In general, the principal concerns of curation are ensuring the accessibility and availability of research assets (especially, but not exclusively, data). High availability in particular requires effective replication procedures across multiple sites. It would be expedient to minimise the cost of synchronising replicas and to anticipate where user demand (for retrieval) is likely to be so as to minimise network congestion.

Cataloguing[edit]

Data catalogues are expected to be the main vector by which data is identified and requested by users, regardless of where that data is ultimately taken for processing and analysis. As such, the optimisation of both querying and data retrieval is of concern.

Identification and citation[edit]

With regard to identification and citation, it is necessary to ensure availability of identification services, and it is necessary to direct users to the best replicas of a given dataset that would ensure the most effective use of the underlying network.

Optimisation methodology[edit]

Optimisation of infrastructure is dependent on insight into the requirements and objectives of the system of research interactions that the infrastructure exists to support. This insight is provided by human experts, but in a variety of different contexts:

  • Concerning the immediate context, the investigator engaging in an interaction can directly configure the system based on their own experience and knowledge of the infrastructure.
  • Concerning the design context, the creator of a service or process can embed their own understanding in how the infrastructure operates.
  • Alternatively, experts can encode their expertise as knowledge stored within the system, which can then be accessed and applied by autonomous systems embedded within the infrastructure.

In the first case, it is certainly possible and appropriate to provide a certain degree of configurability with data processing services, albeit with the caveat that casual users should not be confronted with too much fine detail. In the second case, engineers and designers should absolutely apply their knowledge of the system to create effective solutions, but should also consider the general applicability of their modifications and the resources needed to realise optimal performance in specific circumstances. It is the third case however that is of most interest in the context of interoperable architectures for environmental infrastructure solutions. The ability to assert domain-specific information explicitly in generic architecture and thus allowing the system to reconfigure itself based on current circusmtances is potentially very powerful.

If one of the goals of ENVRI+ is to provide an abstraction layer over a number of individual research infrastructures and a number of shared services that interact with the majority of those infrastructures to provide standardised solutions to common problems, then the embedding of knowledge at every level of the physical, virtual and social architecture that is a necessary result of this approach is essential to mediate and optimise the complex system of research interactions that are then possible.

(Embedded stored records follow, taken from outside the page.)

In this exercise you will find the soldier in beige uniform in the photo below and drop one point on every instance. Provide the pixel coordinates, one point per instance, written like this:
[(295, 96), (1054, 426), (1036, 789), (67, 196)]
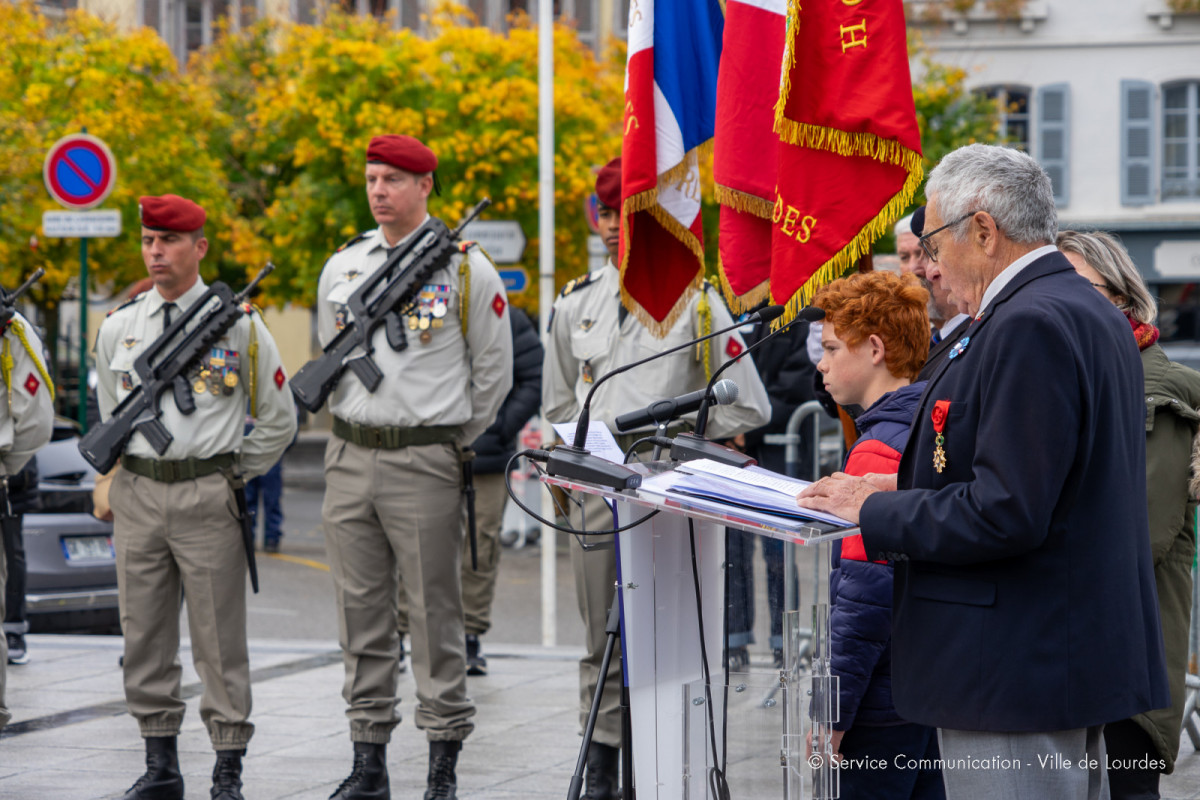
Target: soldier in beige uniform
[(177, 525), (591, 335), (394, 477), (27, 420)]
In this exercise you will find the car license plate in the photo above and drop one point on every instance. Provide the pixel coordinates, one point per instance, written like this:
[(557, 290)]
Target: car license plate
[(87, 548)]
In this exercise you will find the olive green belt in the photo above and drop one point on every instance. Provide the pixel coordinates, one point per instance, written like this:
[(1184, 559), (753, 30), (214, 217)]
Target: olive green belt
[(390, 437), (172, 471)]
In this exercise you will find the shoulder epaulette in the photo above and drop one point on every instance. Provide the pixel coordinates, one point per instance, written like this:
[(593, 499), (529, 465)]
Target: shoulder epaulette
[(126, 304), (353, 241), (576, 283)]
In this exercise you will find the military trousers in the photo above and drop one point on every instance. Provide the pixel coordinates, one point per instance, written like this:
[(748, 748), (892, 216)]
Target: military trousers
[(479, 584), (4, 647), (183, 541), (388, 513)]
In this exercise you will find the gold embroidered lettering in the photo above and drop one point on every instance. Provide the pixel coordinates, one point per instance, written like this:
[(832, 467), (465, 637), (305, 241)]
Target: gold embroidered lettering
[(853, 41)]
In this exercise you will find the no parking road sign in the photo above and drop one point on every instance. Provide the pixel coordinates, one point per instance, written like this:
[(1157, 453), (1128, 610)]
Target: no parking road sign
[(79, 172)]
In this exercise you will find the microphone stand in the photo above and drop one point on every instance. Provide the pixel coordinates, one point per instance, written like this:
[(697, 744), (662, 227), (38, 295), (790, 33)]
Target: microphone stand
[(575, 462), (690, 446)]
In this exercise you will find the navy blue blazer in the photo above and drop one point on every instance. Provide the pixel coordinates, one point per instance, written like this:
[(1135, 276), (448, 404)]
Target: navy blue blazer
[(1025, 597)]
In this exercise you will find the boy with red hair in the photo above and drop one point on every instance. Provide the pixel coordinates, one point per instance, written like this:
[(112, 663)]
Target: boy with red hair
[(874, 342)]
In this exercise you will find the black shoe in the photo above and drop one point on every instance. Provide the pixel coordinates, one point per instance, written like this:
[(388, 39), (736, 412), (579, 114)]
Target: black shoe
[(477, 665), (162, 780), (601, 775), (369, 776), (227, 775), (442, 783), (17, 654)]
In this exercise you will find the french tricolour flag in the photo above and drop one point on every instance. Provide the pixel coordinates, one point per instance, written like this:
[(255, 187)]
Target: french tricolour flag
[(675, 47)]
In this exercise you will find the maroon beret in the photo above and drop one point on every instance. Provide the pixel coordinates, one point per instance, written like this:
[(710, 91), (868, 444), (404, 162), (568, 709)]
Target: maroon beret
[(171, 212), (402, 152), (609, 184)]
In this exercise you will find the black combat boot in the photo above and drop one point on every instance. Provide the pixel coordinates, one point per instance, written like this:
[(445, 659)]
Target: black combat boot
[(227, 775), (442, 783), (369, 777), (162, 780), (601, 775)]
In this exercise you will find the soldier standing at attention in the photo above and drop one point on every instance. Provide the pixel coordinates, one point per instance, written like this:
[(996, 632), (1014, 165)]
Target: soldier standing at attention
[(177, 525), (394, 479), (27, 420), (589, 335)]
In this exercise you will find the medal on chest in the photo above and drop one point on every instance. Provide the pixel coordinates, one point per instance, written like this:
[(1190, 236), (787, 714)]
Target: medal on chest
[(217, 373), (941, 410)]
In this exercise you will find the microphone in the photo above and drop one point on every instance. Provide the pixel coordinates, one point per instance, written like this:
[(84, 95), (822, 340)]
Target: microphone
[(723, 394), (574, 459), (694, 445)]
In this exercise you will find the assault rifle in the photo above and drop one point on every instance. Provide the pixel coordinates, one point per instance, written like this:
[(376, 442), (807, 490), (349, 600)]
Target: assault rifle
[(401, 278), (9, 299), (162, 366)]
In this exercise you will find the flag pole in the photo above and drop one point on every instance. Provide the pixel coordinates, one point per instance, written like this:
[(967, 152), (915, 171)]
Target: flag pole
[(546, 290)]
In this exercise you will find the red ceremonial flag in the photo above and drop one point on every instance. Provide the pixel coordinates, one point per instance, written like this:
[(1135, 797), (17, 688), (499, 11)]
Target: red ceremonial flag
[(745, 148), (850, 149)]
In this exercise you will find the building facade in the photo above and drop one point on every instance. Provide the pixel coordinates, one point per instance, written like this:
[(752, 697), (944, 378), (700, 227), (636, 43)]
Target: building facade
[(1107, 95)]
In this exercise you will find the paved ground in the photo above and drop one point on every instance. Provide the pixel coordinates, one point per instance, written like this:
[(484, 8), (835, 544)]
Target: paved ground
[(71, 738)]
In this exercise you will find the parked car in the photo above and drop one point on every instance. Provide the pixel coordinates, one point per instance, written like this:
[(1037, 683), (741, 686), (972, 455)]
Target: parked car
[(71, 584)]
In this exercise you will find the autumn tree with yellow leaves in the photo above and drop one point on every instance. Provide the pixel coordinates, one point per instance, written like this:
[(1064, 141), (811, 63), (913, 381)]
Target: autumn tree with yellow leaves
[(61, 74), (303, 102)]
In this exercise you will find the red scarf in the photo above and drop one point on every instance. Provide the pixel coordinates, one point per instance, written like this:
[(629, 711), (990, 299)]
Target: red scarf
[(1144, 332)]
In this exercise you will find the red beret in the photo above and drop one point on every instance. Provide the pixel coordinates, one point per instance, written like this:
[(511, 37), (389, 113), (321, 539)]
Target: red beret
[(402, 152), (609, 184), (171, 212)]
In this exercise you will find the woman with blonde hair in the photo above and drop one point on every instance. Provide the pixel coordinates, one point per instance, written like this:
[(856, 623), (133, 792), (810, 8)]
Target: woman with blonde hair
[(1141, 749)]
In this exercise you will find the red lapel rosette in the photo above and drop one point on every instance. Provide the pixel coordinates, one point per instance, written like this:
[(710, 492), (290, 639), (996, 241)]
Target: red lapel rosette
[(941, 410)]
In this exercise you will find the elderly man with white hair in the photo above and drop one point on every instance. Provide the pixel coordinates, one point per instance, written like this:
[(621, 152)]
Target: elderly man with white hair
[(1024, 613)]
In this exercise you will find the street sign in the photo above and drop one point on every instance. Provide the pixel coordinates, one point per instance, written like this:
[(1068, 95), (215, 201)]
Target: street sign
[(514, 280), (79, 172), (503, 239), (82, 224)]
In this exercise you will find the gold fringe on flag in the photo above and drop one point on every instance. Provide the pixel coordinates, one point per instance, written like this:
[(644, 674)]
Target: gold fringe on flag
[(648, 200)]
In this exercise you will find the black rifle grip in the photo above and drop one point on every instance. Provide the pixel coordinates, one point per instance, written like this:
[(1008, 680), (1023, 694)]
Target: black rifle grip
[(395, 329), (156, 434)]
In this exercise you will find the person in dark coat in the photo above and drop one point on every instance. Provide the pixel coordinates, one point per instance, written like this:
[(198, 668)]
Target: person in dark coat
[(1025, 615), (493, 449), (874, 342)]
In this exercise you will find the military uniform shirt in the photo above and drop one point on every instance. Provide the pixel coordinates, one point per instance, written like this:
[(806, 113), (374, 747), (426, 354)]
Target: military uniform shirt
[(441, 378), (27, 414), (588, 340), (217, 423)]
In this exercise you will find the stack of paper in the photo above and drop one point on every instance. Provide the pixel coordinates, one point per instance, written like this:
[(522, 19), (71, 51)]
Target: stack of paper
[(754, 488)]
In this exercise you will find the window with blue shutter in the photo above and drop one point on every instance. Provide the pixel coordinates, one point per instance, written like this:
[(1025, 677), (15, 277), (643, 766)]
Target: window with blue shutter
[(1054, 138), (1181, 140), (1137, 143)]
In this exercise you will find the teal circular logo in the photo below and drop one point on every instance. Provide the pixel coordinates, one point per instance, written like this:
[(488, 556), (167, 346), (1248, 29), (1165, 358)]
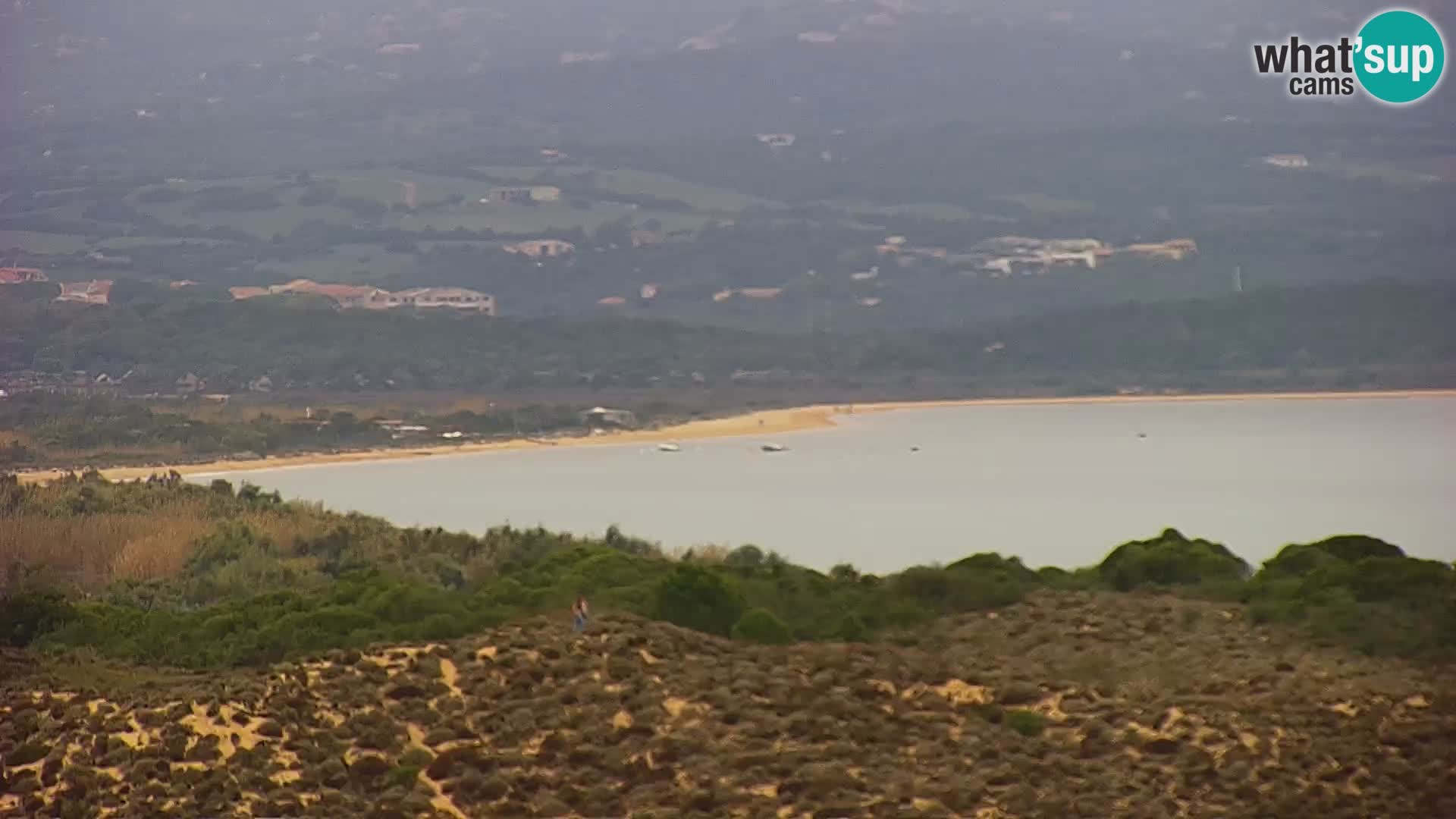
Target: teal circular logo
[(1400, 57)]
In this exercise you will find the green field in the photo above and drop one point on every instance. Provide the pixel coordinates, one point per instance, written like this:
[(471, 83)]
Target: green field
[(386, 187), (1049, 205), (943, 212), (347, 264)]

Research Infrastructures[edit]

The following RIs contributed to developing optimisation requirements:

Euro-Argo: This RI is interested in: providing full contextual information for all of its datasets (who, what, where, when, why, how); local replication of datasets (to make processing more efficient); cloud replication of the Copernicus marine service in-situ data in order to make it more accessible to the marine research community.

IS-ENES2: This RI has an interest in: standardised interfaces for interacting with services; automated replication procedures for ensuring the availability of data across all continents; policies for the assignment of compute resources to user groups; funding for community computing resources.

SeaDataNet: The RI is interested in: minimising the footprint of marine data observation; helping automate the submission of datasets by data providers to the RI; balancing the trade-offs between centralisation and distribution for performance, control and visibility; tackling organisational bottlenecks.